Abstract

ABSTRACT The diachronous Upper Lias Sands of southern England are comprised of small scale rhythmic alternations of friable, yellow sandstone and firm, gray, calcareous sandstones. In general, the alternating layers are parallel to bedding and to one another; exceptions occur where the calcareous sandstones mark out the bases of erosional structures. Individual carbonate-rich or deficient horizons cannot be correlated between outcroups 2-3 miles apart, but within a single outcrop they preserve a remarkable uniformity in vertical sequence. Petrographic studies demonstrate that original textural relationships are retained in the calcareous sandstones, while the friable sandstone interbeds have undergone compaction effects.
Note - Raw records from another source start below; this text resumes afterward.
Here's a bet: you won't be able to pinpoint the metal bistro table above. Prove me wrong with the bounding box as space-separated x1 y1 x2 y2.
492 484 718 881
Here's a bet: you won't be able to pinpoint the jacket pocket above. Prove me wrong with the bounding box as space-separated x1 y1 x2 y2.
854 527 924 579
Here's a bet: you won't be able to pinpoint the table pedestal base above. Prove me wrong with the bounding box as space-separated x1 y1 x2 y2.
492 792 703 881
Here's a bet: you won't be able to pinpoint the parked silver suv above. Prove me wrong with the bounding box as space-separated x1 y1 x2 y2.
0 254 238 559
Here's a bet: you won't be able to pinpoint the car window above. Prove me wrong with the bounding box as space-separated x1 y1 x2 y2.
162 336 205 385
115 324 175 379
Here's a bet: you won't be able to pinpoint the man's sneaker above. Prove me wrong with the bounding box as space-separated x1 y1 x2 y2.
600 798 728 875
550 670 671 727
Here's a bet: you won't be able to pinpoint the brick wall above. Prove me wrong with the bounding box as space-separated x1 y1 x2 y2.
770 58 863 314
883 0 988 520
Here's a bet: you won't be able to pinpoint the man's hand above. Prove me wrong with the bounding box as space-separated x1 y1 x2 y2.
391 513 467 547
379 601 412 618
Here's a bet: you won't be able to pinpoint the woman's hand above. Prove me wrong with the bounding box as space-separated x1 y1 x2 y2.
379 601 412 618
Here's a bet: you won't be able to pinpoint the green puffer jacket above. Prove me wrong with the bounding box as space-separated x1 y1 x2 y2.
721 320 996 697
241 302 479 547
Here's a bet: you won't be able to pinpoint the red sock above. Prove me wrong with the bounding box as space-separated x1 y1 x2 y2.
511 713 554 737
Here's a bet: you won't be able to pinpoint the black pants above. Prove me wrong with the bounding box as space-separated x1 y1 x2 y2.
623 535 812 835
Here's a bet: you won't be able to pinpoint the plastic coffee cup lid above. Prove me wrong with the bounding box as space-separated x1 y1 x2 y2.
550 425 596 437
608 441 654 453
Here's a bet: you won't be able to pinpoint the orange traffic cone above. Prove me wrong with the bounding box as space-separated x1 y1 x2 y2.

Field evidence indicates that the calcareous sandstones were lithified be ore the deposition of more than 6 inches of superimposed sediment. Such lithification is estimated to have taken approximately 150 years. The alternations are considered to be the result of fluctuating rates of detrital deposition: the calcareous sandstones representing temporally, and spatially restricted locales characterized by little or no detrital deposition, and the sandstone interbeds representing contiguous areas of more rapid detrital deposition. Within the Upper Lias Sands a gradual increase is observed in the relative proportions of CaCO3 to detritals. This is believed to reflect the southerly lateral migration of the wave of maximum terriginous sedimentation. This process established conditions suitable for deposition of the succeeding limestone sequences an environment foreshadowed by the calcareous sandstones of the Upper Lias Sands.